Her father was interested. “What measures?”
She went into a description of the idea for bringing in Citadel members to act as mediators as well as an official Negotiator in full armour to act on behalf of Vexa when it came to treaties with the Alliance and the Nyal Imperium. Vexa was firmly wedged between titans, so it was in their best interest to have someone negotiating on their behalf.
“That is a very clever idea, treasure. I do have one thing to ask you off topic. When did my mother die?”
She blinked and looked up at him. “She didn’t.”
“Then how did you get my soul stone?”
“I demanded it, and when she wouldn’t give in, I froze her and stole it. I also returned your half-brothers and her husband to their other relatives. She has been arrested for disrupting the court, but I have yet to decide what I will do with her.”
“She is dangerous.”
“I know, Father. She killed you, she killed two of her other sons and most likely her husband after you were gone. I have proof of none of it, because your body is long gone, but she is evil.”
Her father opened his mouth to speak, but Mai came in and paused. “Pardon me, Ma’am, but it is time to start getting ready. Oh, there are three foreign contingents who are delighted to attend your bonding.

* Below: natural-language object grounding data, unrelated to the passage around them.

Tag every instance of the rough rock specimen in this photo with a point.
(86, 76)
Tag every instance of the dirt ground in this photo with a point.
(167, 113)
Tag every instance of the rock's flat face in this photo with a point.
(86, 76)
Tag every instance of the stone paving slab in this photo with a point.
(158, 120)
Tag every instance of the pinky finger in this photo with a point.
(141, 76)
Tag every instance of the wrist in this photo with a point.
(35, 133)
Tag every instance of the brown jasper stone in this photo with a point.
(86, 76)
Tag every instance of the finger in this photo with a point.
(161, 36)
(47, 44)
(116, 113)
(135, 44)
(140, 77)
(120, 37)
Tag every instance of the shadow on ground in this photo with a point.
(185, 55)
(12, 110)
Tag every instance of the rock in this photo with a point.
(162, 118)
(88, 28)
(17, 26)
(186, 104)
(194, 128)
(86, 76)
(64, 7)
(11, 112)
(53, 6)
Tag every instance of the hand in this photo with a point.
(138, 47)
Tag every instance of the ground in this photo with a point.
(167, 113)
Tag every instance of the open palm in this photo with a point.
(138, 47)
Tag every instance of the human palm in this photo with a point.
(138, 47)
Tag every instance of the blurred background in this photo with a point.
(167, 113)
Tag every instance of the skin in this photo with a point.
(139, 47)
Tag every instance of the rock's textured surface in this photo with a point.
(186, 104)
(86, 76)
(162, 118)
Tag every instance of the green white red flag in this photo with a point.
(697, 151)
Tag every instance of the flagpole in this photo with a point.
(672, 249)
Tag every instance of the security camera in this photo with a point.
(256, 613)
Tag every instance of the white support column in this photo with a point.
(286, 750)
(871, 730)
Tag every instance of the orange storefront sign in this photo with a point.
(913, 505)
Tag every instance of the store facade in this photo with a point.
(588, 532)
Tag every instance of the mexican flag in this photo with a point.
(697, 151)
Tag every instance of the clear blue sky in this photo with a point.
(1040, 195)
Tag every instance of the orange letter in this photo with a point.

They brought gifts a
nd treaties to initially congratulate you on your ascension, but now, the gifts are for your bonding.” She giggled. “Some of the gifts are eating all the flowers in the garden.”
Curious, Syrella asked, “What are they?”
“I have never seen anything like them, but they are some kind of small ruminant.”
Grinning, Sy jumped out of bed.
Her father asked, “Why the excitement over animals?”
“When first Mom died and then you died, I had to find something as an affection surrogate. We had goats at the Citadel, and they became my special project. I can brush, wash, feed, milk and generally care for any goat that crosses my path.”
Her mother was laughing with genuine amusement and her father sat down, confused. “A goat-milking empress.”
“Arnos, there are worse things for our daughter to be.”
He shrugged and gathered his spectral wife to him.
Mai hustled her into the shower, rubbed lotion into her skin and brushed her hair until it shined. The gold gown waited, and Syrella the first was admiring it with touches of her glowing hand.
Mai set a light brushing of makeup on Sy’s skin that gave her a delicate glow. “And now, my grandfather reclaimed this from the imperial collection for you.”
Mai left the room, retrieved a huge box from Agoth and placed it in front of Sy. “Perinio has already tested all the contents for toxins.”
Curious, she opened the box and gasped. Over her shoulder, her mother admired, “I haven’t seen those since the vid of Ukan’s first wife carrying her son for testing at the throne.”
Sy frowned. “I thought that folk didn’t test randomly.”
“They don’t. It is only when there might be some doubt of paternity that the child is tested. In your case, the bloodline is assured.” Her mother patted her arm.
“Thank you, Mother.” She twisted her lips and chuckled.
Mai gestured to the jewels in the case. “May I?”
“Of course. Frankly, with so many emperors between now and then, I am shocked that the jewels are still intact.”